Combien de "phases" des attaques de la NATO pourra tenir Milosevic - une, deux ou toutes les quatre qui sont prévues? ( Une nouvelle question encore?) Je ne vois personne dans son entourage qui puissent le retenir. C'est lui-même qui décidera à un moment que nous ne pouvons pas prévoir. Les satrapes - et il en est un - ne se laissent pas fléchir par "les souffrances du peuple". La propagande dont il s'est entouré fait excellemment son travail. Il a , entre autres, une armes qui s'est avérée très efficace, dont ceux qui l'attaquent ne se rendent pas tout à fait compte. Il n'est pas difficile de la découvrir, cette arme, il l'est beaucoup plus d'en apprécier l'efficacité.
Kosovo a sa réalité et son mythe. L'ancienne bataille du XIVieme siècle contre l'armée ottomane où trouvèrent la mort un prince serbe et un sultan turque a eu une influence réelle sur l'histoire et la conscience de la Serbie. Ce n'est pas seulement dans les Balkans que certaines blessures deviennent par la suite des événements fondateurs.

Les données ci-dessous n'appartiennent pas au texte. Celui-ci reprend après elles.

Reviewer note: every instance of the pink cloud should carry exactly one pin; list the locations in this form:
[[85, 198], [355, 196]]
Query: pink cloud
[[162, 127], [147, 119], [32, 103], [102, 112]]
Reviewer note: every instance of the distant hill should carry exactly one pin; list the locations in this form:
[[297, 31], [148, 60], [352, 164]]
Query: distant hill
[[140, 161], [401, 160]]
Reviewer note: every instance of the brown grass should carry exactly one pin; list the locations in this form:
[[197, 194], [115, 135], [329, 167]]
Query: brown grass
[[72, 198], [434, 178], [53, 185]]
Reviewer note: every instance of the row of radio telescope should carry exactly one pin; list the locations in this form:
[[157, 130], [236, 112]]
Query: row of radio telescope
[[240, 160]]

C'est le cas de la bataille de Kosovo. Les conditions particulières ont donné à cet événement une dimension mythique incontestable, inscrite dans une poésie nationale de type homérique qui compte parmi les plus belles sur notre continent. Dans plus d'une occasion avant cette dernière guerre balkanique, la politique - et non seulement la démagogie - s'est servie justement de la splendeur du mythe, détaché de son contenu réel et réaliste.
Personne n'a compris ce jeu autant que Milosevic. Aucun autre despote n'a mieux évalué la force de cette arme. C'est au Kosovo que ce dirigeant de second rang de la Ligue des communistes yougoslaves a fait son premier exploit dans la Serbie post-titiste qui lui a permis d'éliminer, dans une très brève échéance, tous ceux qui ont essayé de l'arrêter.
Je viens d'entendre son discours à la nation serbe immédiatement après l'attaque. Cet ancien fonctionnaire des banques yougoslaves à New York n'est pas passé par l'engrenage de la langue de bois marxoïde (je n'oserais pas dire marxiste). Sa phrase, incisive et martelée, n'a jamais rien de superflu. L'extraordinaire habilité ou l'astuce de cet homme a su la mettre au service du mythe dont il se sert, de son travail diabolique. Chaque arme, même la plus puissante, finit par perdre son efficacité. Celle-ci n'a rien qui puisse la remplacer? Je répondrais moi-même par une interrogation: jusqu'à quand pourra-t-il utiliser son instrument meurtirer?
J'ai accueilli tout de même l'attaque contre lui et la Serbie avec un sentiment ambivalent: le satrape mérite d'être éliminé de la scène politique de la manière la plus brutale; mais le peuple serbe - pour moi un peuple fraternel, qui a tant souffert au cours de ce siècle - subit à nouveau un châtiment douloureux, abusé par une manipulation indigne de ses traditions, honteuse et satanique. La désagrégation de la Yougoslavie n'a jamais éteint en moi l'estime et la sympathie que je porte à Belgrade. Cette sympathie ne m'a non plus aveuglé vis-à-vis du mal que le monstre de Belgrade a fait aux Kosovars, aussi bien serbes qu'albanais. A sa nation et toutes celles qui ont fait partie de la Yougoslavie.